A March poll found that 85 per cent opposed same-sex marriage.

Putin says Russia does not discriminate, but he has criticised gay people for not adding to Russia’s population and the ruling United Russia party is backing legislation activists say will amount to a prohibition on public support for gay rights.

Western governments have criticised the legislation and Putin faced protests by supporters of gay rights on a visit in April to the Netherlands, the first country to allow same-sex marriage.

Russian gay rights activists say Putin’s statements and the legislation encourage discrimination against homosexuals.

The brutal killing last month of a man investigators said had told drinking partners he was gay has fuelled fears of more violence.

Last month, the  naked and beaten body of a 23-year-old man, identified as Vladislav Tornovo, who was raped with beer bottles, was found in the courtyard of an apartment building in Volgograd.

The murder has been noted by gay rights activists, who have said that it signals a rise in the numbers of violent attacks against gay people, and that an anti-gay “propaganda” bill currently in the Russian Duma, and which is backed by President Vladimir Putin, is adding to the anti-gay atmosphere.

Rights campaigners say Russian orphanages are rife with criminal violations, including sexual abuse.

But Olga Batalina, a lawmaker with the ruling United Russia party, said last week that adoption by same-sex families should not be an option.

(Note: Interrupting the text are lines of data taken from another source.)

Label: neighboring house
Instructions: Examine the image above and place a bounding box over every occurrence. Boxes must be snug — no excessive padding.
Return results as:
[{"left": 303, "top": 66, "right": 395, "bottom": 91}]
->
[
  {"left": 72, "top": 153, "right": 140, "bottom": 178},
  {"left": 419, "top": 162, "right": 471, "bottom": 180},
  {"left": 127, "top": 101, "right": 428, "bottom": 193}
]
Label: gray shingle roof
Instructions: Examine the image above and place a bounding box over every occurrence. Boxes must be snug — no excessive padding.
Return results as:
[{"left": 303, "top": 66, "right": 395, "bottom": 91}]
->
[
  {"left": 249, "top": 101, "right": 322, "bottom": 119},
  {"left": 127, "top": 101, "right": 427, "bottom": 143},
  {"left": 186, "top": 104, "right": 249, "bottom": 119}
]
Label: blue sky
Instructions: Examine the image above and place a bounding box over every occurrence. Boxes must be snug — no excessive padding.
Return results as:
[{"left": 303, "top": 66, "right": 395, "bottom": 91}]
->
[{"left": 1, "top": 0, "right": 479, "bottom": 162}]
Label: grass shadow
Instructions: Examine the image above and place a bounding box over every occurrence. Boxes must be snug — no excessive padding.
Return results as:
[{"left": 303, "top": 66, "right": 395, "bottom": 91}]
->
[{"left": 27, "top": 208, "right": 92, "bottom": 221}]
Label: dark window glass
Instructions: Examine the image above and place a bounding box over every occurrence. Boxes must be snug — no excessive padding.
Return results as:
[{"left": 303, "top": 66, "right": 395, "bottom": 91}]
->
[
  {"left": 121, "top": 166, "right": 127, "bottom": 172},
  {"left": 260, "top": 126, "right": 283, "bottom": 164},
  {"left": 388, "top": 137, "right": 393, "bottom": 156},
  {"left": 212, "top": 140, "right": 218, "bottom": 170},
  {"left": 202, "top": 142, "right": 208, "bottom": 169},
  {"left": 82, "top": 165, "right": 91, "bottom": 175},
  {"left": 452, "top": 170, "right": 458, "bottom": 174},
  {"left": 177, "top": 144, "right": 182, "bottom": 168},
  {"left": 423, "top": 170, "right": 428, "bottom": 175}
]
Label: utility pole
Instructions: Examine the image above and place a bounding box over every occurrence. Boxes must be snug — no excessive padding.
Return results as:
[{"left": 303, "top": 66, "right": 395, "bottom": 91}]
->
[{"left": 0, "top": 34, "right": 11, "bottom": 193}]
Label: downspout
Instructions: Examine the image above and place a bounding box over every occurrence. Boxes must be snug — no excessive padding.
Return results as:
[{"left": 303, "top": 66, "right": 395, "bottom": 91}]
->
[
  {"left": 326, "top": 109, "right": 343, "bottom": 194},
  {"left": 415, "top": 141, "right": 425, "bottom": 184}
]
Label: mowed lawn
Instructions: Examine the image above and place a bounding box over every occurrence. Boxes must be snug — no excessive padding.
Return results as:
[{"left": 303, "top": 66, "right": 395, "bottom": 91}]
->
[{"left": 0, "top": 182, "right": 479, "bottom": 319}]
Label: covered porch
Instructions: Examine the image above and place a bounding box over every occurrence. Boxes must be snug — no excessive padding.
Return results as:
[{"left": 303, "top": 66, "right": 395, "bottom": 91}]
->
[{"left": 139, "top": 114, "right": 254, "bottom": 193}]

Russia banned all adoptions by Americans this year in a dispute with the United States over human rights.

About 60,000 children have been adopted by Americans in the past two decades, and many Russians disagree with the ban, seeing it as a politically driven move depriving children of a chance to have a family.

Last month, a Russian report commissioned by Putin’s government found so-called ‘psychological damage’ suffered by a boy who was adopted by two gay women in the U.S.

Russian authorities accused Marcia Ann Brandt of deliberately deceiving them when she adopted Yegor Shabatalov from an orphanage in Siberia in 2007 when he was five years old.